Rob Tiller (Red Hat) has posted an interesting article about three mainstream articles (NPR, The Economist, Professor Mark Lemley) discussing problems caused by software patents.

That’s great news. Awareness of certain problems is growing in the mainstream press, but discussion of solutions is still quite shallow.

Trolls, innovation, and the economy

First, a glance at the three articles.

The NPR article is excellent:

The author digs into the very secretive dealings of patent troll Intellectual Ventures and reveals how little research they do, how they profit from litigation without getting their name mentioned, and how much patent fear exists among the small and medium-sized businesses of Silicon Valley.

The article in The Economist reviews the NPR article and adds some dicussion of importance of innovation to economies on a national level, and how patents are slowing innovation. Also interesting.

Finally, Mark Lemley discusses the causes of innovation and says that “Invention appears in significant part to be a social, not an individual, phenomenon. Inventors build on the work of those who came before, and new ideas are often ‘in the air,’ or result from changes in market demand or the availability of new or cheaper starting materials.” Lemley does talk about solutions, but while I haven’t read the solutions he suggests in this recent paper, I’ve found his previous proposals to be insufficient for software.

Two problems are yet to get the attention they deserve: standards and sufficient development.

First: Why are other problems important

There are ways to reduce the patent troll problem: Reduce the damages which courts can award to patent holders, require litigators to have products (like the US International Trade Commission requires), make the availability of low-cost licences mandatory for small businesses, etc. Might help.
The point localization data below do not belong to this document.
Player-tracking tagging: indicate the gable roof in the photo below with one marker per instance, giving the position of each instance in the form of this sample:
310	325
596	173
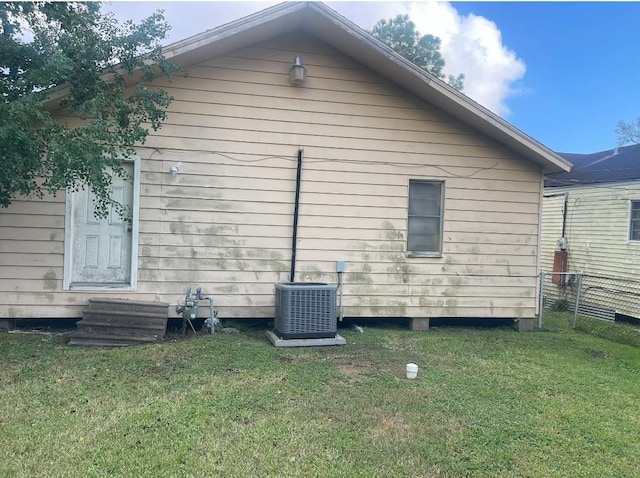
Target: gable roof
345	36
619	164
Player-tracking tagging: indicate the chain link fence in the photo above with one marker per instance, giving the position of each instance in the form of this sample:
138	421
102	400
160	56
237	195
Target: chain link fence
595	296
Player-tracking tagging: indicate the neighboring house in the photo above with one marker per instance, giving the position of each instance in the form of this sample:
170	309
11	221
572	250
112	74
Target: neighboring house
432	201
596	209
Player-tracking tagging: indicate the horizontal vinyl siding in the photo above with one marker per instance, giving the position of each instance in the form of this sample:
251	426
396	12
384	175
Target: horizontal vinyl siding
598	244
225	222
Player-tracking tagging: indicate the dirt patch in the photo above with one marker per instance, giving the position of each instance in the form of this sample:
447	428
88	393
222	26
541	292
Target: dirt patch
596	354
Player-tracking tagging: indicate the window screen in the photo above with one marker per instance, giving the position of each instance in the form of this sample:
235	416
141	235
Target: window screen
424	233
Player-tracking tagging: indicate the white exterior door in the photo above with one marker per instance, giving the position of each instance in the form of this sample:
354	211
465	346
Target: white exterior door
100	253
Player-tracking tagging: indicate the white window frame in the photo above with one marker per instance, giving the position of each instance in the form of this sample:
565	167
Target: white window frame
439	251
135	219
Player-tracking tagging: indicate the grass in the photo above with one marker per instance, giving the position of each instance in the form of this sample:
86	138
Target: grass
487	402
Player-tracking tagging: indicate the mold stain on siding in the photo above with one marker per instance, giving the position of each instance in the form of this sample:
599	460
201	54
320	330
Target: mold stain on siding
50	282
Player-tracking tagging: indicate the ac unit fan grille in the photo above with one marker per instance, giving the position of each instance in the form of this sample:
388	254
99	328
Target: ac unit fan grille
305	310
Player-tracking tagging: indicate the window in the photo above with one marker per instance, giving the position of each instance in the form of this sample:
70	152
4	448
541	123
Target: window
634	223
424	229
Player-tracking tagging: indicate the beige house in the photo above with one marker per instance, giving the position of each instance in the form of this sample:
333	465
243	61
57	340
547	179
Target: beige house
591	216
431	201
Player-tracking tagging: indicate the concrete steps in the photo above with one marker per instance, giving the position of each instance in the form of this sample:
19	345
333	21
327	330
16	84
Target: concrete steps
121	322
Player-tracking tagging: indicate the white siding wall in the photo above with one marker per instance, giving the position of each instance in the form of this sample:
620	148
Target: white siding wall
598	236
225	222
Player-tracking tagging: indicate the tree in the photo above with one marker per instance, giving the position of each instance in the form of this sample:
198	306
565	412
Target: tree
72	50
628	132
400	34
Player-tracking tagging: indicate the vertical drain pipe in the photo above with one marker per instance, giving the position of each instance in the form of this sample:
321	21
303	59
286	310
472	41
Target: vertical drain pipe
294	238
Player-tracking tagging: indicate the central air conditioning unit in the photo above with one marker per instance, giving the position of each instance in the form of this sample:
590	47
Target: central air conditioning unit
305	310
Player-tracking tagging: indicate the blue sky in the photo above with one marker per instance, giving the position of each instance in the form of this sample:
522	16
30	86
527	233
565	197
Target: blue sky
563	72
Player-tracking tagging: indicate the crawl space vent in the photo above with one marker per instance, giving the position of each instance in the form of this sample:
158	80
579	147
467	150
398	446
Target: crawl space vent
305	310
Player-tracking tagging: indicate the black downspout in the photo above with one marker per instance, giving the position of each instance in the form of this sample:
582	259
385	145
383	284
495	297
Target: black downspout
294	238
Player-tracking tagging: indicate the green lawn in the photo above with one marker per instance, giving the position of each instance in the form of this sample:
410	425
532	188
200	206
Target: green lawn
487	402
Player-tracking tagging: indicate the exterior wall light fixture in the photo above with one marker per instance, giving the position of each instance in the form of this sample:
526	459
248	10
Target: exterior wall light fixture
297	73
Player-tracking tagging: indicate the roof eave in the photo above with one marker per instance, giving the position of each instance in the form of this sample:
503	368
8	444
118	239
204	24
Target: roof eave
334	29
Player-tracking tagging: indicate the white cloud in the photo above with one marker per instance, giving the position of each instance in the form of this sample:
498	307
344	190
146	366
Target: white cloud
472	45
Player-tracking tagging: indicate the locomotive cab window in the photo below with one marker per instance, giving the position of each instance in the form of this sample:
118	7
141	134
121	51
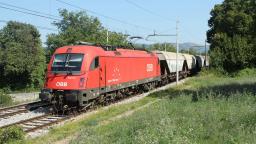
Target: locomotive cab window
95	63
67	62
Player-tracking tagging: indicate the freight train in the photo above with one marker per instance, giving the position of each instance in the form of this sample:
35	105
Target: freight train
84	75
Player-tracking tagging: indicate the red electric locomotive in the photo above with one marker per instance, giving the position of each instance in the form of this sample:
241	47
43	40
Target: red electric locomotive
81	75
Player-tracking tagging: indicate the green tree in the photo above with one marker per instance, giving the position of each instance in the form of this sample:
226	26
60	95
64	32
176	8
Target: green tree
78	26
232	35
22	59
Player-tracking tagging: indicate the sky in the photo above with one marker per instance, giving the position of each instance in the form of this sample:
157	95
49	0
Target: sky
133	17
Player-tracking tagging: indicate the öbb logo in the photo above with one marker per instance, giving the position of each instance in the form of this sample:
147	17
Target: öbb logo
63	84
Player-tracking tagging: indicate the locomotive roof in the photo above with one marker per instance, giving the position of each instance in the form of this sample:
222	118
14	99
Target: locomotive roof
98	50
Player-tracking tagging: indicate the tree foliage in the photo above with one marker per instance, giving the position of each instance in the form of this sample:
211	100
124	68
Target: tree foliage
78	26
232	35
22	59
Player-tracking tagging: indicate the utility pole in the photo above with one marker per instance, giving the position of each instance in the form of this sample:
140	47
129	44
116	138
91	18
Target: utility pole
177	51
205	50
165	46
107	37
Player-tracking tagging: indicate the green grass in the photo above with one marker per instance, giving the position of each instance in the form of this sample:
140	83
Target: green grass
5	99
208	108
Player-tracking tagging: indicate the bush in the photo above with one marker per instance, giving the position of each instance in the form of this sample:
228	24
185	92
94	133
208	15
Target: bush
246	72
5	99
11	135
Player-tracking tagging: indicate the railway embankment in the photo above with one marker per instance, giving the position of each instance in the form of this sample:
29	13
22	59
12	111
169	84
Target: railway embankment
207	108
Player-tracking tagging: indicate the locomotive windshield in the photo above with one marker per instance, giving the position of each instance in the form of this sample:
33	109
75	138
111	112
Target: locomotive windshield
67	63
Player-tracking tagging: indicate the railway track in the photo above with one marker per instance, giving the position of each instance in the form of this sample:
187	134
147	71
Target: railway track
39	122
20	109
47	120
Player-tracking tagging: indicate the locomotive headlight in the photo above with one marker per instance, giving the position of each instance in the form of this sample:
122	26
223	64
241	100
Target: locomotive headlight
81	82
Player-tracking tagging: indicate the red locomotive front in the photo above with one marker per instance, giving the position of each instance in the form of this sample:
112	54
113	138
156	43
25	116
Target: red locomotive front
82	75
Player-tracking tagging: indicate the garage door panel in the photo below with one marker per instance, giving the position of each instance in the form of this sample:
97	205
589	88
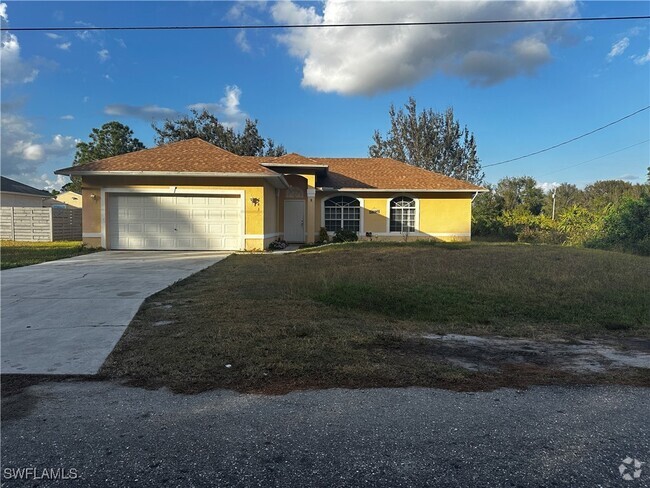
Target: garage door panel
173	222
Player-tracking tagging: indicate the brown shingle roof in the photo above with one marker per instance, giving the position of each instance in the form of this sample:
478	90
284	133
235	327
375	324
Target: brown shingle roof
189	156
385	173
198	156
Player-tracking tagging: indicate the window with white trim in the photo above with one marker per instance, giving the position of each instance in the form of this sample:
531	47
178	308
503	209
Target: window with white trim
402	215
342	213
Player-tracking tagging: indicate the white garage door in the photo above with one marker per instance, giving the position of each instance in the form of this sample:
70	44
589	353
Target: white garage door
172	222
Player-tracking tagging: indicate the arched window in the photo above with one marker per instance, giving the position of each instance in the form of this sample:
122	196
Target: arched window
342	213
402	214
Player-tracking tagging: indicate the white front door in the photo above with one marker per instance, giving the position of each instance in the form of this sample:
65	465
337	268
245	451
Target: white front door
294	220
175	222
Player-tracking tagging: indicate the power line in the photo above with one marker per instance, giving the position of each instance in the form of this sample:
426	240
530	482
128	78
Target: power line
594	159
317	26
566	142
If you think that patent trolls are the problem, then these might seem worth trying. It’s only when you look at the whole range of problems that it becomes clear that software patents simply shouldn’t exist.

Very little focus is given to the other group that uses patents to block software developers: large software companies. They all have big patent portfolios. Competition reduces their profits, so they use their patents to lock other developers out.

Currently underestimated: development, quality, competition

We don’t want just one implementation of each idea, we want loads. We need a legal framework which encourage software development. Sometimes software development produces innovation, and sometimes it doesn’t – sometimes it’s combining existing ideas in a more convenient package, or in a way that works with your other software, or to make a program that’s faster, or to provide similar functionality but with a better software licence or Terms Of Use.

The profile of software developers makes this important: software is developed by the biggest companies in the world, but also by individuals, groups of hobbyists, and by people that develop software as a by product of doing their main job. There is a massive spectrum of legal, human, and financial resources. Huge companies might see inefficiencies in the patent system and suggest tweaks, but for developers closer to the other end of the spectrum, patent litigation is a 60-foot wall without footholds.

Encouraging software development is about everyone having the right to enter the market, or the freedom to develop software, depending on your terminology.

Lastly: standards and compatibility

For software to be useful, it must look and behave more or less as computer users expect it to look and behave. More than that, it usually has to be able to read and write data in specific formats. If a word processor can’t read and write the types of word processor files that are in current use, then it’s not a useful word processor. Using existing ideas is thus essential. If you invent your own file format, it might be innovative, but it might also be useless. Like inventing a super new plug that doesn’t fit into any socket.

Conclusion

There’s no tweak that can fix all these problems. Software never should have been patentable in the first place.